You’ve probably noticed that we use the term “website” loosely around WTC. We don’t bother to talk about the website in a vacuum-- we believe that successful websites have goals, and that these goals are informed by your business goals.
But what about these “business goals”? How do you know if your idea could actually become a business? This week Entrepreneur covered five ways that you can tell whether your rabbit grooming or pantyhose or whatever biz is worth pursuing.
The comments to this video suggest there’s NOT a demand for this kind of bunny-grooming business.
Once you know that people want and need your business idea and that you have the time to put into building it, the challenge is molding that business into what you want and need it to be. Brain Pickings included some wisdom from craigslist founder Craig Newmark on this topic. Newmark notes that “The biggest entrepreneurial lesson I’ve learned has been that you really do need to follow your instincts.”
And this is exactly what Jon Morrow did when building his business, Boost Blog Traffic, in spite of living with spinal muscular atrophy. Leanne Regalla has a great conversation with him on her Make Creativity Pay podcast, “How To Blast Through Challenges to Grow Your Creative Business.” It’s worth listening to the whole thing.
After you’re finished listening to Regalla and Morrow talk about business building, stay tuned and learn from Nathalie Lussier’s podcast on business naming (or, well, coming up with the perfect tagline to complement your business name). A great tagline offers lots of information in a tiny amount of characters, and Lussier lets you know how to write something that fits.
While you reconsider your tagline, take a look at your calls to action (CTAs), too.
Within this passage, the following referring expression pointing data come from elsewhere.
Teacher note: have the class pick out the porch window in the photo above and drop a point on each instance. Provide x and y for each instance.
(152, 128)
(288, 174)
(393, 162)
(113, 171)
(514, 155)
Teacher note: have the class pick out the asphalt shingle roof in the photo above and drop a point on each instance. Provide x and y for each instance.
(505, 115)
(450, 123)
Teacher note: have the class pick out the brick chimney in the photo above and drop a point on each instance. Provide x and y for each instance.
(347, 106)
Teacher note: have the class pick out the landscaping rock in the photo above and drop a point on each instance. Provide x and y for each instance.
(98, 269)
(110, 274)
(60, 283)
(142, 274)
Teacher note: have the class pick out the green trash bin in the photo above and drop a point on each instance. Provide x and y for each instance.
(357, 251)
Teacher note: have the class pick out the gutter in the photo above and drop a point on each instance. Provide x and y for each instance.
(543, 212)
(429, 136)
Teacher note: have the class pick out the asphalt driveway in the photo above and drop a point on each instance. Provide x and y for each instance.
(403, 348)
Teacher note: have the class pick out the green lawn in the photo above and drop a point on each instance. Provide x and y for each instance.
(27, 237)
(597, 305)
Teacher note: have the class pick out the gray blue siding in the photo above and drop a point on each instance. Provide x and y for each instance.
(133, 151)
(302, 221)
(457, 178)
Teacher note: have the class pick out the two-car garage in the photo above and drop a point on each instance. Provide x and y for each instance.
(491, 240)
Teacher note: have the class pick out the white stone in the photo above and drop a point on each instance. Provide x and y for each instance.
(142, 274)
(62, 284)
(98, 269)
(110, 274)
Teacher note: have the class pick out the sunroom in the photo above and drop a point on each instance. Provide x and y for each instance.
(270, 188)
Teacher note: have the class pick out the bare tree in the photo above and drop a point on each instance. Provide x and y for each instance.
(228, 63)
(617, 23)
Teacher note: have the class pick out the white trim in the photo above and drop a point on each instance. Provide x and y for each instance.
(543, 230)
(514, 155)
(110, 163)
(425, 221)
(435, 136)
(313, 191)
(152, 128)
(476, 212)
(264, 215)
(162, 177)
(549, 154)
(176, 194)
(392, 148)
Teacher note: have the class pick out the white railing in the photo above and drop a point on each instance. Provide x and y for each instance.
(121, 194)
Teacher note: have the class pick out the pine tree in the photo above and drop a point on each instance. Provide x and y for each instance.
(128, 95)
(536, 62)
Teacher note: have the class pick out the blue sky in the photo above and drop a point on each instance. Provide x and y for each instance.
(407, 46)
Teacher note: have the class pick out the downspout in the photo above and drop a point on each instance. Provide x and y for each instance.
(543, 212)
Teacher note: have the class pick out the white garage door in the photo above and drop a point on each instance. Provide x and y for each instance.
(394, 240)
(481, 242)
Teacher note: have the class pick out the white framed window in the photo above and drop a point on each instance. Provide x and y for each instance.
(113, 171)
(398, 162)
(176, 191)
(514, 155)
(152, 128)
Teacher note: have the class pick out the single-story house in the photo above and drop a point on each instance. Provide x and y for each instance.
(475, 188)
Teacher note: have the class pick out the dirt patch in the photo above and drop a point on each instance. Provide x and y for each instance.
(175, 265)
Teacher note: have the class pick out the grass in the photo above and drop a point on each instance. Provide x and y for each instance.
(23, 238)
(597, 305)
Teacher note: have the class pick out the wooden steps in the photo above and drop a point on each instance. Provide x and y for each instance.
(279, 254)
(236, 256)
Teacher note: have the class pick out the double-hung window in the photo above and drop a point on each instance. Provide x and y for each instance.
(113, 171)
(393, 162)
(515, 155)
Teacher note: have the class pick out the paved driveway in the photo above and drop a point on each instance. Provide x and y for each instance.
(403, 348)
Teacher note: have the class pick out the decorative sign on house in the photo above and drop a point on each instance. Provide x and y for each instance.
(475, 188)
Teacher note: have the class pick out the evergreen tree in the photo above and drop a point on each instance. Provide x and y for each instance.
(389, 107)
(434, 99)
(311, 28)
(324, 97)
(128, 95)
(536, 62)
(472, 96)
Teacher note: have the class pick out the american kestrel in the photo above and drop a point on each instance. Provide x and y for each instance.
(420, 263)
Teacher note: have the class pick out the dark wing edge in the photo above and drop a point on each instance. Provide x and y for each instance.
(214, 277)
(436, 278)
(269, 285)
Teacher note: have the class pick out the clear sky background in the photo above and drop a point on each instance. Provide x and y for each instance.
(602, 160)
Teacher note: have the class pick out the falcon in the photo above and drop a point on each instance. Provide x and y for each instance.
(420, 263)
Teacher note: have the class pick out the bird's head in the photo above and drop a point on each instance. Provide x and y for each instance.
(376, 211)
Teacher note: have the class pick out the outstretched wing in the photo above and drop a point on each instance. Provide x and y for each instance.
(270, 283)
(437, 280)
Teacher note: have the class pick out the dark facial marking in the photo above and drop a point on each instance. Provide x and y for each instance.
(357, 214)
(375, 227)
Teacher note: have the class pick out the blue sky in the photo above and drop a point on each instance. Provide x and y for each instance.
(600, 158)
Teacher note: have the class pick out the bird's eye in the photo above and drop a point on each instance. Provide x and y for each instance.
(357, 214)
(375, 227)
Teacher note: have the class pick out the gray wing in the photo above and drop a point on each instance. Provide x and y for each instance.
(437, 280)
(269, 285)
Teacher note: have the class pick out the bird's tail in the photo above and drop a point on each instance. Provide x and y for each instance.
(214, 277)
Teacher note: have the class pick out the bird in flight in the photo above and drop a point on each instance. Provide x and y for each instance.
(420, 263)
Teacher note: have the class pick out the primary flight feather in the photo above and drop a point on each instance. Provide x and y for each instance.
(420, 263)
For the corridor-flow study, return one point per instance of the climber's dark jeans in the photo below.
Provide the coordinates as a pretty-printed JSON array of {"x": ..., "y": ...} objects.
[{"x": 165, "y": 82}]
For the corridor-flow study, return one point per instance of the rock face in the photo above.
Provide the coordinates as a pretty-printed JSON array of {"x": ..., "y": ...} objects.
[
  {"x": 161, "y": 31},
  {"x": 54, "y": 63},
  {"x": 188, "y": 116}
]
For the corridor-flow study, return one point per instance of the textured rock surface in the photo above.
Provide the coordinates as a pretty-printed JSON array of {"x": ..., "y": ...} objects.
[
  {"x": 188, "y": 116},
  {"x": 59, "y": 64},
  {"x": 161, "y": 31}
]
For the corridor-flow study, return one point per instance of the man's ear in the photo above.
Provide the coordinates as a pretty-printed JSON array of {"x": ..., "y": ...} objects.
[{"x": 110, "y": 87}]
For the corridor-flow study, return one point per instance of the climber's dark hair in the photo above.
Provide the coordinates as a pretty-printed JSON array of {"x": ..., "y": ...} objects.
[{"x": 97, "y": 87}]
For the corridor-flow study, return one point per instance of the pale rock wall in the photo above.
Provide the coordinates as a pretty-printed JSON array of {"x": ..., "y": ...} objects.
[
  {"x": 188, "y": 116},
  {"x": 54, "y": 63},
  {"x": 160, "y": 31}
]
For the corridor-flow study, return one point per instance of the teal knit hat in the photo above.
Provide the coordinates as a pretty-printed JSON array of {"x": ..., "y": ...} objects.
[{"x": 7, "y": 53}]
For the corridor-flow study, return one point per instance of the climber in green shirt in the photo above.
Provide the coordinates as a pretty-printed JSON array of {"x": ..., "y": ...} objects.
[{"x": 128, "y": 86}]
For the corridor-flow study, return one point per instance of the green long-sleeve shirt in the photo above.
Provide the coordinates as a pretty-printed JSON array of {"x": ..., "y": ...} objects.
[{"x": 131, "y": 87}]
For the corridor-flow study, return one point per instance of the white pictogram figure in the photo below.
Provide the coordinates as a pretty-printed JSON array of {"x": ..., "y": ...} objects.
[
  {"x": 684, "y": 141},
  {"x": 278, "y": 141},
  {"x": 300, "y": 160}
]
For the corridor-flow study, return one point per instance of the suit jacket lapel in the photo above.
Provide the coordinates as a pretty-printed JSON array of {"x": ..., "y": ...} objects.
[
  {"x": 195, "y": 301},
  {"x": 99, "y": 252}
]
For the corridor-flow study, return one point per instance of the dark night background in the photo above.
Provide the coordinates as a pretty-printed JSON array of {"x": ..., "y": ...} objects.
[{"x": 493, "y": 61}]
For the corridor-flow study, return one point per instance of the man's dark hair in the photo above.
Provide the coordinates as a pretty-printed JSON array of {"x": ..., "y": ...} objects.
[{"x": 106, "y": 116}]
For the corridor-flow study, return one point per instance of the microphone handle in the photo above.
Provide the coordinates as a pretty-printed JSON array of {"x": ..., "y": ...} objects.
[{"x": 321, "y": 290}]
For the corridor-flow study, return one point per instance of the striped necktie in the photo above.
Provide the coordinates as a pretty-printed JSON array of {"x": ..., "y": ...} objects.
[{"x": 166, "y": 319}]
How do you let people know what you want them to do when they’re on your site? Dan Shewan examines 11 examples on Wordstream’s blog that have already inspired us to take another look at how we’re enticing you to sign up for our email list. (Do it. You know you want to. As a birthday gift to me?)
Anyway, I hope you find this content helpful. And if any of you are actually in the process of building a website for your rabbit-grooming business, let me know. I want nothing more than someone else to manage the wrath of my curmudgeonly bunny.